Haifa’s Technion gets $130m. grant for China joint venture


The grant to the Technion comes from the profits of the Chinese foundation’s 2011 investment in the Israeli mobile application ‘Waze’, which was recently acquired by Google at about $1 Billion.



The Technion-Israel Institute of Technology on Sunday received a $130 million grant to build an academy called the Technion Guangdong Institute of Technology as a joint venture with China’s Shantou University.

The site was used for many years as government buildings and army space.

The site was used for many years as government buildings and army space.- Photo: Courtesy

The grant, from the Li Ka Shing Foundation, includes profits from the foundation’s 2011 investment in Israeli mobile app Waze. The grant is the largest in the Technion’s history, and among the largest ever for Israeli higher education.

Google purchased Waze in June for nearly $1 billion.

Guangdong Province and the Shantou Municipal Government will allocate some $147 million to fund construction and initial operations of the institute, which will extend over a 330,000-square meter campus to be located next to Shantou University.

Speaking at the signing ceremony in Tel Aviv on Sunday, Li Ka-shing, thought to be the richest person in Asia, emphasized the importance of education to scientific progress.

“In a world of fluid boundaries, the transformative power of technology waves like a magic wand, bringing new models and opportunities to many frontiers and generating new solutions to entrenched problems, but we all know the wands are only as powerful as the wizards who use them, and the magic comes from the genius within,” he said.

“Our responsibility is to invest in education to unlock that genius and enable the continuing realization of human potential, building a society rich in knowledge and securing a sustainable quality of life for all. Failing to do so amounts to a crime against the future.”

The Technion Guangdong Institute of Technology will begin offering students undergraduate programs in civil and environmental engineering and computer sciences in the 2014-2015 academic year. Programs will be taught in English, and the faculty will be recruited from the ranks of researchers and scientists at universities worldwide.

Starting in 2014, Technion Guangdong Institute of Technology will join Shantou University in conducting life sciences research tackling important social and livelihood issues in China, such as healthcare. During the campus construction phase, the inaugural group of students will spend the first two years of studies at the Technion in Haifa, after which they will return to Shantou for their third year.

According to the universities, by 2020, the institute will offer courses in other engineering- related fields, including mechanical and aerospace engineering. Some of the grant’s funds will go toward upgrading the Technion’s Haifa campus.

Technion President Peretz Lavie described the partnership as “a major breakthrough and an opportunity to strengthen ties between Israel and China.”

“When you combine the innovation and entrepreneurial spirit of Israel with the unbelievable scale of China, you have a great partnership,” he said in a statement.

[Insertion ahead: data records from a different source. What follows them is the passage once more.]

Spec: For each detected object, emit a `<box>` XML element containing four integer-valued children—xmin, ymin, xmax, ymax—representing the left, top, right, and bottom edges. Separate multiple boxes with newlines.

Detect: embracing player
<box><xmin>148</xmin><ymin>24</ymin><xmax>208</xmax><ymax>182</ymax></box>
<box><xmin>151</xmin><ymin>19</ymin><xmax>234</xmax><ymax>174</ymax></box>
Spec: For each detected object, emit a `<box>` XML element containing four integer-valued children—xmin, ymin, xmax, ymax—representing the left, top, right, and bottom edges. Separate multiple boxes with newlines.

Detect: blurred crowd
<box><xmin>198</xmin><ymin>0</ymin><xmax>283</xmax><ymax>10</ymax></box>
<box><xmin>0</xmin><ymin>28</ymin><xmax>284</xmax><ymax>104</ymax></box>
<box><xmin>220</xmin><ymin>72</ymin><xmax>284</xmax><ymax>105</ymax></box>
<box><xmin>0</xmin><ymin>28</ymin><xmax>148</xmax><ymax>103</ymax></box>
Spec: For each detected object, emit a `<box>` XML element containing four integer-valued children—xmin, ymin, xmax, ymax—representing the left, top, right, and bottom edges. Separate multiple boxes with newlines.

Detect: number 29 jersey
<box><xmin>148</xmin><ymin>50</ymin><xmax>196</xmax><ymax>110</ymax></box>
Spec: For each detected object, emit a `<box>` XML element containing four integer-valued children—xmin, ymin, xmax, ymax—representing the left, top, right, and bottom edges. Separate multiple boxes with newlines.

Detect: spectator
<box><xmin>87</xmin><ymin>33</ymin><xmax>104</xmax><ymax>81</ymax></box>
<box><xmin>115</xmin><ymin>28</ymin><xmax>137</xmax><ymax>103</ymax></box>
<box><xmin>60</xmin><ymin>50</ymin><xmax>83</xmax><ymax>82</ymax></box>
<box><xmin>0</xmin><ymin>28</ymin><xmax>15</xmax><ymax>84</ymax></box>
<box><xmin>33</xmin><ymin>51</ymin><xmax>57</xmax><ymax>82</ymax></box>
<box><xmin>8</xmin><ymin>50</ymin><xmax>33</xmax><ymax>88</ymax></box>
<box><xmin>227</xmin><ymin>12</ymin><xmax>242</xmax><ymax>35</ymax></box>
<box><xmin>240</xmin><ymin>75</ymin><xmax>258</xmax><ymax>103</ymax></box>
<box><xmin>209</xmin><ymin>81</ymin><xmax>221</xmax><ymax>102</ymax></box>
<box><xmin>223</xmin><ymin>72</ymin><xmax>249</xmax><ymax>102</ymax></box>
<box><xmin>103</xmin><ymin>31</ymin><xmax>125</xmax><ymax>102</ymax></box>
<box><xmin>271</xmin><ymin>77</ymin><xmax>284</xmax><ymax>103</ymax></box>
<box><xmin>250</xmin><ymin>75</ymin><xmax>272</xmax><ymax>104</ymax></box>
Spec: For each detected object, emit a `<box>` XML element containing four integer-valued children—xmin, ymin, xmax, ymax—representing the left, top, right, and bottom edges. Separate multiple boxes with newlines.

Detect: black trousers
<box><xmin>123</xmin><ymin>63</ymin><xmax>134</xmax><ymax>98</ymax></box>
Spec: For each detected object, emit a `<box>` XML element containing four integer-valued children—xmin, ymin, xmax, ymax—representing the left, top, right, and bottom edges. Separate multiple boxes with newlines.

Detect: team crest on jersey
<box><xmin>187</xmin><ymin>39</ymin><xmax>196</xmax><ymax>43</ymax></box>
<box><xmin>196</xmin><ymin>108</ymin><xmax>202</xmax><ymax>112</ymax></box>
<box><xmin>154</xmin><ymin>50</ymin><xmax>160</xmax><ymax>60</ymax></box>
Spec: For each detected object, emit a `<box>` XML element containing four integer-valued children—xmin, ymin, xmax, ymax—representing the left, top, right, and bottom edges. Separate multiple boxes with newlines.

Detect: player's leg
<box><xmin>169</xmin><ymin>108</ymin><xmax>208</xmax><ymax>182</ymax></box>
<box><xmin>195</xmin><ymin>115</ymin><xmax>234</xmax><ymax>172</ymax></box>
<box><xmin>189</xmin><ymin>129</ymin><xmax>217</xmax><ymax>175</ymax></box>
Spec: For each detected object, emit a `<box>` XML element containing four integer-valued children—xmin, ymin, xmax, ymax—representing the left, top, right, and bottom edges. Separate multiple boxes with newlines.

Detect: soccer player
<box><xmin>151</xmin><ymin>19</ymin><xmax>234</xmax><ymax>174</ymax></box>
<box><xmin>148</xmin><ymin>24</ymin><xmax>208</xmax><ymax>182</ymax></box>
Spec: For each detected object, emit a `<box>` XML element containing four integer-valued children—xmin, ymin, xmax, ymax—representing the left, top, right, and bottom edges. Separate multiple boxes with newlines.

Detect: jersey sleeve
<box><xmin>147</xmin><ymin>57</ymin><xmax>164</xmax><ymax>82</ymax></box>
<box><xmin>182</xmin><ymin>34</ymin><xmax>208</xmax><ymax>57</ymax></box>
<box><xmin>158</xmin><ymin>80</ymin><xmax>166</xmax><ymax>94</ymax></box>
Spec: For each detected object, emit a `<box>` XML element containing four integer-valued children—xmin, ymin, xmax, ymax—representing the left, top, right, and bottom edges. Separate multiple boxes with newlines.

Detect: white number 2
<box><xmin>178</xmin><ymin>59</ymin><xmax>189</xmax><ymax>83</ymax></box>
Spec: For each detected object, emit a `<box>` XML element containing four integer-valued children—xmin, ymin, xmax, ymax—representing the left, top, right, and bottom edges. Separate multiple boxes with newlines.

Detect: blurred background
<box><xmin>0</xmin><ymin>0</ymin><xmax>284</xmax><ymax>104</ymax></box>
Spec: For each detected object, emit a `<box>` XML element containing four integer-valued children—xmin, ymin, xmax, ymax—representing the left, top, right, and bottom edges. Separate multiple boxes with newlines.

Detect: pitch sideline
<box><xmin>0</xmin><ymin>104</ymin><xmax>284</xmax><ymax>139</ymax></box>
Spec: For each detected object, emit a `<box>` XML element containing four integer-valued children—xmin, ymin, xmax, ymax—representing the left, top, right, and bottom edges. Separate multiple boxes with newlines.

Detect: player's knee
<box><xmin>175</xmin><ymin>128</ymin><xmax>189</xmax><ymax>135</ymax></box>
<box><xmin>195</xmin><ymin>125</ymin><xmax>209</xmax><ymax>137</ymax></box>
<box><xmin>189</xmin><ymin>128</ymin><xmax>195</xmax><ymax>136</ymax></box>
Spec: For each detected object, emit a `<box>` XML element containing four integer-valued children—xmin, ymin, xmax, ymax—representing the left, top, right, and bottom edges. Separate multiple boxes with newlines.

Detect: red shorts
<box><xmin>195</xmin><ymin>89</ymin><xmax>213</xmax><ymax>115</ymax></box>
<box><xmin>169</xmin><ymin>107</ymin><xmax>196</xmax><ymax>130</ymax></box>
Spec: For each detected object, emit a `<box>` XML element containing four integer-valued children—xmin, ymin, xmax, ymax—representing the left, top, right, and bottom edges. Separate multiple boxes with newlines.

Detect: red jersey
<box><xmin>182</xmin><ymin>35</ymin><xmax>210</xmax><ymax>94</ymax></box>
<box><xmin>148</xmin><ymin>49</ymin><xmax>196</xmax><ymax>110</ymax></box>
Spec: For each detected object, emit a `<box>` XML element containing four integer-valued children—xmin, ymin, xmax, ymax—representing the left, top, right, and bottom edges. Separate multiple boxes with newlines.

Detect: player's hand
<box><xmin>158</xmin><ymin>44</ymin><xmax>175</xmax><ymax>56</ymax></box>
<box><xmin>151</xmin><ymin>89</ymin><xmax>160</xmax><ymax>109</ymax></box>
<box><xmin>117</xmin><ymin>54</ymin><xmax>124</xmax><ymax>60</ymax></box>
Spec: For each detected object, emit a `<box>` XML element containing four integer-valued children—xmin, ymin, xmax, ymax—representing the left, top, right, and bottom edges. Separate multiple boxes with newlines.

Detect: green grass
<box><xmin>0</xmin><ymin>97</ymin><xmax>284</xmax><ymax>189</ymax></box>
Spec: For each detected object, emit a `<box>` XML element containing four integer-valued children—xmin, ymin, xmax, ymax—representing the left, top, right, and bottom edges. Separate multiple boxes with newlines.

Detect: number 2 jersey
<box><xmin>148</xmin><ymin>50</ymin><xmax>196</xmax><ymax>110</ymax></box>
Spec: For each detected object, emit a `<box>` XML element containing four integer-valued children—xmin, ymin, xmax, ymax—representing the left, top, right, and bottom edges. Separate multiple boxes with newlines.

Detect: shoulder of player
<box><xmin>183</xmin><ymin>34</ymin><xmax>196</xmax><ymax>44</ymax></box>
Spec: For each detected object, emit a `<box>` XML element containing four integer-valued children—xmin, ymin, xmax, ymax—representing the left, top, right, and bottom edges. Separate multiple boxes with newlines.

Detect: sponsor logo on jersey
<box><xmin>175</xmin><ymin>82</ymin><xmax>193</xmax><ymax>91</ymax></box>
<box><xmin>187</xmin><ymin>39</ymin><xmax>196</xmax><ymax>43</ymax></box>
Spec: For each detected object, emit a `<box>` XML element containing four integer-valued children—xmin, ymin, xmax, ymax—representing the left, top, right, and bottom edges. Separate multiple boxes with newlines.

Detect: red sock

Following a visit to China in May, Prime Minister Binyamin Netanyahu cited increased trade with China as one of Israel’s main motors of future economic growth. To that end, Israel is laying the groundwork to begin free trade negotiations with the world’s most populous country.

Just as China offers tiny Israel a sizable market, Israel’s innovative ways may provide some solutions to China’s tough challenges.

China has a growing middle class, an aging population and plans to urbanize a quarter billion people by 2025, and must deal with all the accompanying environmental, infrastructural and energy challenges.

Rebecca Zeffert, founder and executive director of the Israel-A’sia Center, said that all of “Asia – China included – is facing some of the world’s most pressing challenges.”

“In the past couple of years, Israel has been playing catch-up in its building of stronger ties with countries in Asia, and China in particular. There is still a great deal of work to be done. However, the Li Ka Shing-funded partnership between the Technion and Shantou University is a big step in the right direction,” she said.

Shantou University Provost Gu Peihua, who has set his sights on making the Technion Guangdong Institute of Technology the best technological university in Guangdong, China and eventually, the world, said he hoped to be able to reproduce in his country the contributions that the Technion’s research and innovation have made to the Israeli economy.

“If many universities in Guangdong and China do the same as Technion has been doing in Israel, an innovation-based economy will emerge,” Gu said.

During the signing ceremony, Lavie gifted Gu with a sapling from the palm tree that Albert Einstein, who founded the Technion’s first support society, planted at the the school’s gates 90 years ago. Gu said it would go well with the sapling from Isaac Newton’s apple tree that they had received from the University of Cambridge.